News
Is this the Beginning of a Free Fall for the Housing Market?

Mariod Lefebvre
Director
Centre for Municipal Studies

 

But we’re not the U.S. The house price bubble in the United States came about due to elements that have less to do with economic fundamentals than with US-specific laws, like mortgage deductibility for tax purposes and the ring-fencing of mortgage debt, such that the lender can’t pursue the other assets of a mortgagee. If anything, Canada will see a pause in home price growth with possible marginal declines in a few markets, but nothing near what the United States has been through.

Let’s take a closer look at Canada’s housing market, starting with the resale housing market. According to the Conference Board’s Metro Resale Index, a monthly publication discussing the latest trends in the existing home market, the recent numbers are not good. On a month-to-month basis, sales were down in 26 of Canada’s 28 largest urban centres in July and in 18 of 26 in June. On a year-over-year basis, sales were down in all 28 markets in July, with declines ranging from 3.5 per cent in Trois-Rivières to 48.5 per cent in Fraser Valley (which includes Abbottsford).
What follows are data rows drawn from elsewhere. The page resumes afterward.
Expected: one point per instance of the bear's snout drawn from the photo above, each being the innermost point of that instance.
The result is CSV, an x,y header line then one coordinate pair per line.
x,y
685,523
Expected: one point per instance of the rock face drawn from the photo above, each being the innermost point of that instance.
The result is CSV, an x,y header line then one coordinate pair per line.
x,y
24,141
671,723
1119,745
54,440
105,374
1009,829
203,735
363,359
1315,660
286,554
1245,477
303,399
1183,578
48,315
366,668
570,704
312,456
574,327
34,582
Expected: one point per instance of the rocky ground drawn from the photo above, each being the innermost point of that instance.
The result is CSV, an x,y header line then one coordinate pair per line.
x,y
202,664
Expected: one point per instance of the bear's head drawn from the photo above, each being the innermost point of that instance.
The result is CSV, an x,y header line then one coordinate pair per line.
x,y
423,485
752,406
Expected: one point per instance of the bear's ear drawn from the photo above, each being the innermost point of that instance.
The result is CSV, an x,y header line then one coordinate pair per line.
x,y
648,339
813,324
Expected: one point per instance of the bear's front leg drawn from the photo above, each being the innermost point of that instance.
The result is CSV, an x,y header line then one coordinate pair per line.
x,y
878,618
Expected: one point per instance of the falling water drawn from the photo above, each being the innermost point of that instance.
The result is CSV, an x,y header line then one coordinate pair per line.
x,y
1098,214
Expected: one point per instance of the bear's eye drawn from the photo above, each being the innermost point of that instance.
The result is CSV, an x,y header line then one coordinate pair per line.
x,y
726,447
The annual decline in existing home sales has been particularly large in Ontario and Western Canada and less pronounced in Québec and Eastern Canada.
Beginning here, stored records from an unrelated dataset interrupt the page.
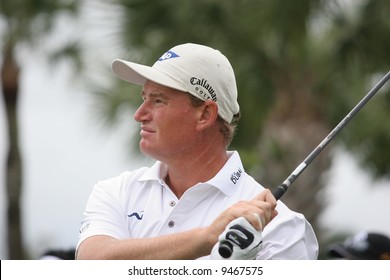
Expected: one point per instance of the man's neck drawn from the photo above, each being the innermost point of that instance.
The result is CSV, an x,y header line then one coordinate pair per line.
x,y
183,173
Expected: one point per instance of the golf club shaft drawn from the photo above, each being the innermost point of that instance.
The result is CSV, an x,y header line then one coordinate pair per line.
x,y
225,247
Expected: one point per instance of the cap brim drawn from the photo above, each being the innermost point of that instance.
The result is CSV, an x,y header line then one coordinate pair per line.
x,y
138,74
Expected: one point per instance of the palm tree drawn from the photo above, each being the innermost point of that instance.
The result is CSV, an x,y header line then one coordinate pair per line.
x,y
25,23
300,66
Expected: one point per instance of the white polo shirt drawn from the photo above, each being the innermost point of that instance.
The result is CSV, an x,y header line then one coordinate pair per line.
x,y
139,204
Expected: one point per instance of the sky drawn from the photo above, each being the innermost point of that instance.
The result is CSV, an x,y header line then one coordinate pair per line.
x,y
66,150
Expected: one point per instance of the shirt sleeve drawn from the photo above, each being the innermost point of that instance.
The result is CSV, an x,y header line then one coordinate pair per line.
x,y
104,214
289,238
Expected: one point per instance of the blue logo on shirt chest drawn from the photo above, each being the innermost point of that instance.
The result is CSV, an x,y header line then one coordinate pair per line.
x,y
236,176
137,215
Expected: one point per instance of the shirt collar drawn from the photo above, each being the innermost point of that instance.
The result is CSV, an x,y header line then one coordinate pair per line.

It is worth noting, however, that despite these large declines in sales, existing home prices have continued to grow across the land. They have grown not only on a year-over-year basis, where price growth was positive in all 28 markets in July, but also month-to-month. Specifically, prices continued to grow in 19 of 28 markets in July from June. This is because, while sales did decline significantly, they are coming off incredibly high levels in most markets—levels that were simply not sustainable.
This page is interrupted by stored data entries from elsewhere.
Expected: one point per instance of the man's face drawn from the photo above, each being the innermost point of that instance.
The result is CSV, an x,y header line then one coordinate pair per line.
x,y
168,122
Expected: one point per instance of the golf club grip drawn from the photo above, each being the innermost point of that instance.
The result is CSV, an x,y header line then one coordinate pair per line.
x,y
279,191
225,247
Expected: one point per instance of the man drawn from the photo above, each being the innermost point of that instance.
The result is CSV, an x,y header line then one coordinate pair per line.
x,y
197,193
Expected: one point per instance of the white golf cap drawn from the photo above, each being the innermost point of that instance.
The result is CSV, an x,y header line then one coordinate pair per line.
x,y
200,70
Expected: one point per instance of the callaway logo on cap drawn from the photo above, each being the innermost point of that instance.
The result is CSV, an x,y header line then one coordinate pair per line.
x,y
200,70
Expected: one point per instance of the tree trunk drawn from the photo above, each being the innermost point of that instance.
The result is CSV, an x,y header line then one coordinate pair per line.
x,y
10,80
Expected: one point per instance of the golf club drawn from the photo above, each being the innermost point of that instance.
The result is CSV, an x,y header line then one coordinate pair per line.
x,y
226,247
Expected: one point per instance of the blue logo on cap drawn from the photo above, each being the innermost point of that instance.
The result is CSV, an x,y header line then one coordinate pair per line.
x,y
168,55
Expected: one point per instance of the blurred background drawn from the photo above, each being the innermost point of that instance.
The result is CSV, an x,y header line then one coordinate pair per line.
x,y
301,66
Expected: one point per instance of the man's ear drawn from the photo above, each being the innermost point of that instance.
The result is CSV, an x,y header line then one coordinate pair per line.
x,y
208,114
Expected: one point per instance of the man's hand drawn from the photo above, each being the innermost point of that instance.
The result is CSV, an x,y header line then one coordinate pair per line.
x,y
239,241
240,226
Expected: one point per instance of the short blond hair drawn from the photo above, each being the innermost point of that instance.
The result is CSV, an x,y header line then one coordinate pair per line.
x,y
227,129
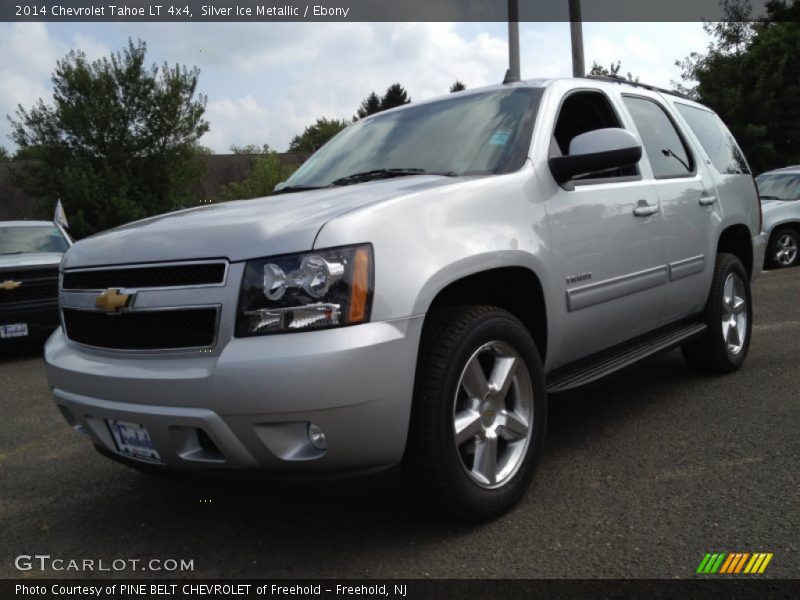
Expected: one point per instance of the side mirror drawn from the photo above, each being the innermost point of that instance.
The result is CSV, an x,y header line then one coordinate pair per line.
x,y
598,150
Let’s put things in perspective: the Canadian housing market has generally been booming for about a decade now (except for the slowdown during the recession) and The Conference Board of Canada has long claimed that at one point in time, the market would have to come back to more normal levels of activity. This is what’s happening right now. It has to be stressed that 24 of 28 markets are currently showing a balanced stance in their existing home markets, a sign that the recent large declines in sales have more to do with a return to more normal levels of activity than the start of a steep downturn.

With the pace of resale housing activity slowing down, expect housing starts to follow suit. However, for now, as indicated in the Conference Board’s Metropolitan Housing Starts, a monthly publication covering the new housing market in Canada, the latest data were still relatively upbeat for Canada’s new housing industry. Specifically, housing starts were up in July 2010 from July 2009 in 22 of 27 markets covered by the publication and in some cases, the increases were exceptional. And according to the latest building permits statistics, short-term expectations for housing starts are positive in 24 of 27 markets.

But the Conference Board’s longer term perspectives on housing starts are not as positive. In fact, the Metropolitan Housing Starts publication indicates that starts should decline in 14 of 27 markets over the medium term. But again, as in the case of the existing home market, these declines will have much more to do with a return to more normal levels of activity and an alignment with demographic requirements than with a free fall in the new housing market.

It is undeniable that Canada’s housing market is slowing down. However, this should not be characterized as a free fall. Canada’s housing market is due for a pause. But, most importantly, the fundamentals of our economy remain sound. Contrary to the United States, this country’s labour market has rebounded from last year’s recession. Interest rates, while rising slowly, remain very low. This market will pause, but it will not nosedive -- in contrast to the housing market south of the border, which is still battling a large inventory overhang that should keep it from rebounding promptly even if employment were to rise swiftly.